April 20 – Liverpool’s controversial sponsorship partnership with Tibet Water is refusing to stay out the headlines with a group of 25 English MPs having written to the club asking them to end their deal.

Liverpool signed Tibet Water Resources as their Official Regional Water Partner in China in July 2017. The Chinese water firm mines glacial water from the Tibet mountains and sells via its flagship Tibet 5100 Glacial Spring Water brand throughout China and increasingly in Asia. As part of their sponsorship Tibet Water receive a package of marketing and promotional rights, including digital and social media support and access to players.

The sponsorship has received growing criticism from pro-Tibetan sympathisers with the MPs arguing in their letter the deal “is not consistent with the values promoted in the club, and we are calling on Liverpool FC to terminate the agreement.”
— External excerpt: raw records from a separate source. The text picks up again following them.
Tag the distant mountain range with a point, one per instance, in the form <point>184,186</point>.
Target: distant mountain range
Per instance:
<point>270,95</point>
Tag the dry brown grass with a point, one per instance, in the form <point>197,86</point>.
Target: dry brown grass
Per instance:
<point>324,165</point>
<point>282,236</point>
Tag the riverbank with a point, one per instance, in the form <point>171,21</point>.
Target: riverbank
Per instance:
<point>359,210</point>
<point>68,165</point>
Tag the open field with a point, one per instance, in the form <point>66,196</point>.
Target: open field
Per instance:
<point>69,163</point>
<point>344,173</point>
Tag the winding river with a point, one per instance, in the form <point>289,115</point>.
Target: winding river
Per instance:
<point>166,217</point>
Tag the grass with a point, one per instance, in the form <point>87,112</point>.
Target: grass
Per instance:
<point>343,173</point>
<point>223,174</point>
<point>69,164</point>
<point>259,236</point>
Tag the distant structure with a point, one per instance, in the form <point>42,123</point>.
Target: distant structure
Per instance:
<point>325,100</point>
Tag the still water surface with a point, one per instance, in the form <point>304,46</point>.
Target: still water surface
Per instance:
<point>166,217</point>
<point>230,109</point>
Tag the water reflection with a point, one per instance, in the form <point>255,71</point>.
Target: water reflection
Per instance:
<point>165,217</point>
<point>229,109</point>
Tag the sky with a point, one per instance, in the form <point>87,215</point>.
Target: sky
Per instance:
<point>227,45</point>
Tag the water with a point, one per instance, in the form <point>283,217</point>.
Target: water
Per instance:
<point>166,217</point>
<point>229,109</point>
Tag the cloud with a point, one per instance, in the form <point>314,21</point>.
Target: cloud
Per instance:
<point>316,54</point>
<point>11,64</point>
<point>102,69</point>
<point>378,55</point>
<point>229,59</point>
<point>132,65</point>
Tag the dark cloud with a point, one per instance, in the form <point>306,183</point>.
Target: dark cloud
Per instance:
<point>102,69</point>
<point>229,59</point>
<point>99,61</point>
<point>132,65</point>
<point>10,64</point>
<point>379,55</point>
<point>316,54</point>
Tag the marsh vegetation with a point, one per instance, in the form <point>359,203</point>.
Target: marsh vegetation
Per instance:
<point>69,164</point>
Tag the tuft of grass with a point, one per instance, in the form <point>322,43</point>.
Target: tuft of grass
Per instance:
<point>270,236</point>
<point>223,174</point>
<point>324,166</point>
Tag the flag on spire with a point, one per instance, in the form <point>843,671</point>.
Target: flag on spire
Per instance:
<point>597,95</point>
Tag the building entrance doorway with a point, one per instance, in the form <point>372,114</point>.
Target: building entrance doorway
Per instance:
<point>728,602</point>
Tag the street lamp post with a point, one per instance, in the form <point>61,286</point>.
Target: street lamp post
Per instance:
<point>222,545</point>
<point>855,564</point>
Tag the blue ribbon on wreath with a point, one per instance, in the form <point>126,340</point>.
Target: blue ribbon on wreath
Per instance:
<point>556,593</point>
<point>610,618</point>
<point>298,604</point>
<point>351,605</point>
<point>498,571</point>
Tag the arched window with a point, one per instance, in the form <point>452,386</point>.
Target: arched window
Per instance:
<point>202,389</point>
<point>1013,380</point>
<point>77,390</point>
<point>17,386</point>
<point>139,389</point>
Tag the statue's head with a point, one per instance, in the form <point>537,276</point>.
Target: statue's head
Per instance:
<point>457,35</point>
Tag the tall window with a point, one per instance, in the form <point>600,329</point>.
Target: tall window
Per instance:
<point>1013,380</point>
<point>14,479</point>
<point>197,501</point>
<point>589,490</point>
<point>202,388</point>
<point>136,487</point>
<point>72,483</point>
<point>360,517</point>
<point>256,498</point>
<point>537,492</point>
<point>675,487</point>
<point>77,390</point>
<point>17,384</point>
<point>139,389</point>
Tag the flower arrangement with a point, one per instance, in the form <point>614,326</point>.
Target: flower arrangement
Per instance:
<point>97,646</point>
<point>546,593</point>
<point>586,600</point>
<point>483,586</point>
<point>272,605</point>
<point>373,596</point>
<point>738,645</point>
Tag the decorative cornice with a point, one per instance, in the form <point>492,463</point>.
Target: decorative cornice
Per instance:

The group of MPs, led by Kerry McCarthy, in their letter addressed to Andy Hughes, chief operating officer at the club, point to Tibet’s “rampant human rights violations, including extra-judicial detentions, disappearances and torture.”

A letter sent by the Free Tibet pressure group to Liverpool owner John W Henry last October urged the club “recognises that the respect for human rights is an integral part of its social responsibility,” arguing that “Liverpool FC’s association with TWRL is certainly not in accordance with this commitment and will be tantamount to endorsing the serious, systematic abuses of the Tibetan people by China; something we are sure you do not wish to do.”

The argument is that Tibet Water is only able to operate in Tibet as a result of China’s occupation of the region – and the human rights violations that uphold it.

The MPs ask the club: “To what extent was due diligence carried out by Liverpool FC prior to the signing of the partnership with Tibet Water Resources Limited?

“Did Liverpool FC have robust policies and systems in place for detecting human rights risks and abuses when carrying out its business dealings with Tibet Water?

“Did Liverpool FC investigate the human rights situation in Tibet and speak with human rights organisations prior to the signing of this contract?”

Football in Tibet barely registers in China, though before its occupation by China it was played with a number of popular teams in Lhasa, Potala, and Drapchi. More recently there has been a semi-professional regional team from Kham that plays in the annual tournaments between the different regions of China.

Some of the players of the Kham team went into exile in India (where the Tibetan government and the Dalai Lama sit in exile) and joined the Tibetan National Football Association (TNFA). The TNFA holds headquarters in Dharamsala, the same city where the Central Tibetan Administration of the 14th Dalai Lama is based.

FIFA does not recognise the TNFA.

Liverpool are in a difficult position finding themselves between a political rock and a hard commercial place. With a desire to build fans and sponsorship in China, ending the Tibet Water deal would not sit comfortably with Chinese officials or with the club’s ambitions in the country.

Whatever they decide will be a test of the club’s integrity – a club from a city that passionately prides itself on being inclusive and having strong social values. No better witnessed than through the years of horror from the Hillsborough disaster to the semi-justice now achieved. A long running and country-shaming injustice the Dalai Lama would doubtless understand.